Why do some sites have a md5 string on each file? - hash

On some sites, in their download section each file has a md5. md5 of what? i cant understand the purpose
on phpBB.com for example:
Download phpBB 3.0.6 (zip)
Size: 2.30 MiB
MD5: 63e2bde5bd03d8ed504fe181a70ec97a

It is the signature of the file's hash. The idea is that you can run MD5 against the downloaded file, then compare it against that value to make sure you did not end up with a corrupted download.

This is a checksum, for verifying that the file as-downloaded is intact, without transmission errors. If the checksum listing is on a different server than the download, it also may give a little peace of mind that the download server hasn't been hacked (with the presumption that two servers are harder to hack than one).

It's a hash of the file. Used to ensure file integrity once you download said file. You'd use an md5 checksum tool to verify the file state.

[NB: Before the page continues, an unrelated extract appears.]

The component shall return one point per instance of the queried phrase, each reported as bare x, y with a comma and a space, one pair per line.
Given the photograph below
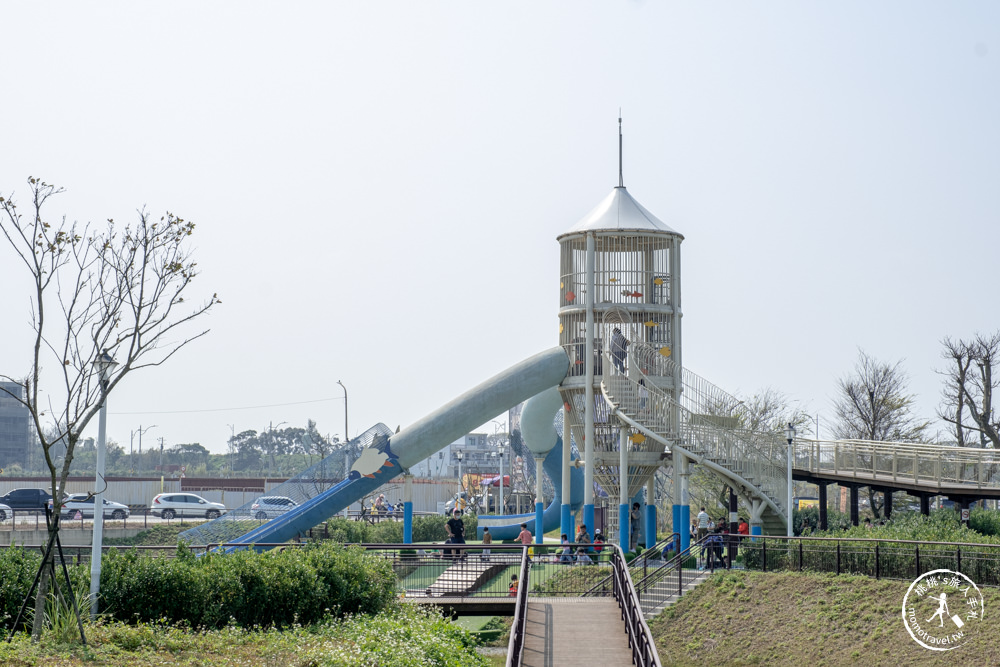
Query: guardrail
923, 465
882, 559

Sites will post checksums so that you can make sure the file downloaded is the same as the file they're offering. This lets you ensure that file has not been corrupted or tampered with.
On most unix operating systems you can run md5 or md5sum on a file to get the hash for it. If the hash you get matches the hash from the website, you can be reasonably certain that the file is intact. A quick Google search will get you md5sum utilities for Windows.
You might also see an SHA-1 hash sometimes. It's the same concept, but a different and more secure algorithm.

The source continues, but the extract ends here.